Isto significa que a complexidade da sociedade considerada do risco e do “espetáculo” tem encaminhado o Direito Penal a um caminho obscuro, desconhecido que tem obrigado os investigadores das mais diversas áreas das ciências humanas à busca de novos modelos de sistematização do paradigma do positivismo penal. Dessa forma, grande parte da doutrina prega a expansão do Direito Penal por intermédio do enrijecimento das conseqüências jurídicas cominadas nos tipos, da criminalização de condutas que, todavia já são “incriminadas” por outros ramos do ordenamento, além da criminalização de condutas que, se não chegam a atingir um determinado bem jurídico, o põem em perigo.
Essa tendência atual deveria ser neutralizada pela observância dos pressupostos modernos atinentes a mínima intervenção, segundo o qual o Direito Penal deve mostrar-se sempre como ultima ratio, intervindo nas relações sociais apenas em última instância no sentido de que o Direito punitivo aja efetivamente na proteção de bens jurídicos relevantes, renunciando, dessa forma a uma intervenção para a proteção de circunstâncias socialmente irrelevantes, representativas de uma criminalidade bagatelar, em que a ofensa aos bens tutelados se faz de forma pouco lesiva.
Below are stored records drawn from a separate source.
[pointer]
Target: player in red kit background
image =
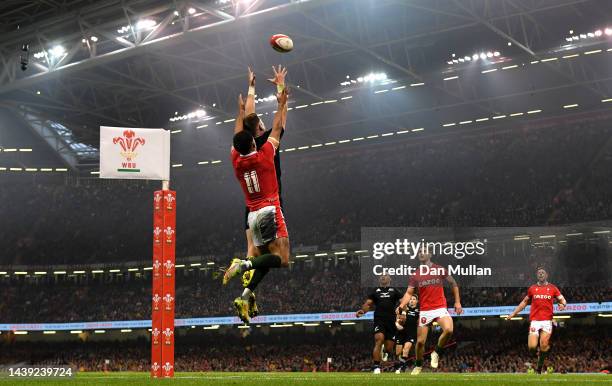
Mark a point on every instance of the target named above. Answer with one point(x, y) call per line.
point(256, 173)
point(433, 307)
point(542, 296)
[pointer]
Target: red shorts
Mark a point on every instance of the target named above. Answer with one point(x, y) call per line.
point(267, 224)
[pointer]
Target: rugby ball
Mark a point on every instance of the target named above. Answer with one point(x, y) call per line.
point(281, 43)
A postura repressiva exacerbada abusa do simbolismo do direito penal, aumentando ainda mais a capacidade intervencionista intimidadora, chamada prevenção geral. Criam-se, dessa forma, tipos de perigo abstrato , culposos , abertos e normas penais em branco .
Todavia, a solução adotada é de pronto desmascarada, pois a ineficácia dessas novas regras demonstra-se na incapacidade de redução dos índices de criminalidade. Assim, o sistema penal deslegitima-se perante a sociedade, aumentando-se ainda mais a sensação social de insegurança.
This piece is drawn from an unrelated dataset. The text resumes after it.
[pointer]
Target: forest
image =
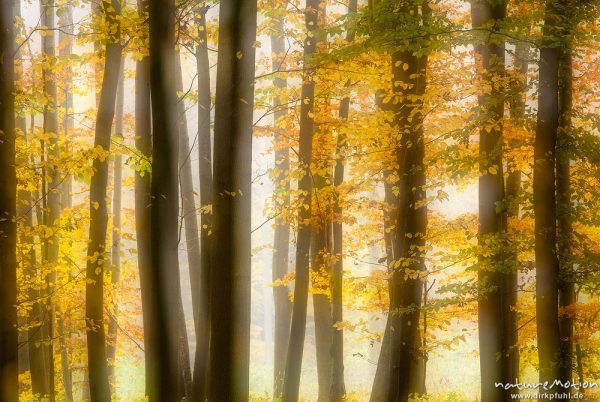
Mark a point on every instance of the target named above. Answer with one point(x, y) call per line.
point(299, 200)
Com esta exorbitante orientação das conseqüências pelo direito penal moderno, esse instrumento de controle social passou também, a ser um mecanismo de pedagogia social, com o objetivo de sensibilizar a comunidade acerca de determinados assuntos até então tutelados fora do âmbito do direito punitivo.
Dessa forma, o direito penal passa a ser considerado como um valor e um fim em si mesmo, o que leva a sua prática como meio para educação. É justamente o que vem ocorrendo com os delitos ambientais, por exemplo. Contudo, o direito penal não deve ser utilizado apenas para atender exclusivamente a finalidade pedagógica com o fim próprio de prevenção geral, dado que como já se afirmou, por ser o ramo do direito que estabelece as sanções mais graves, deve ser a ultima ratio, e não a única. Ademais, pelo seu caráter fragmentário e subsidiário, deveria primeiro, serem esgotadas todas as demais formas para o alcance do fim de educação. Considerar, portanto, que o direito penal está sendo utilizado apenas com a finalidade pedagógica é totalmente antagônico ao fundamento de proteção a bens jurídicos, bem como uma real ofensa ao principio de intervenção mínima, já que o sistema penal atual é acometido por gradual perda de legitimidade, estruturando-se a partir de um conceito funcionalista-eficientista que delega à criminalização de (certas) condutas e à pena uma forma grotesca de processo pedagógico.
De tudo isso, é possível sintetizar que o direito penal se converteu nos últimos anos em mais um instrumento político de direção social que um mecanismo de proteção jurídica subsidiária de outros segmentos do próprio ordenamento jurídico.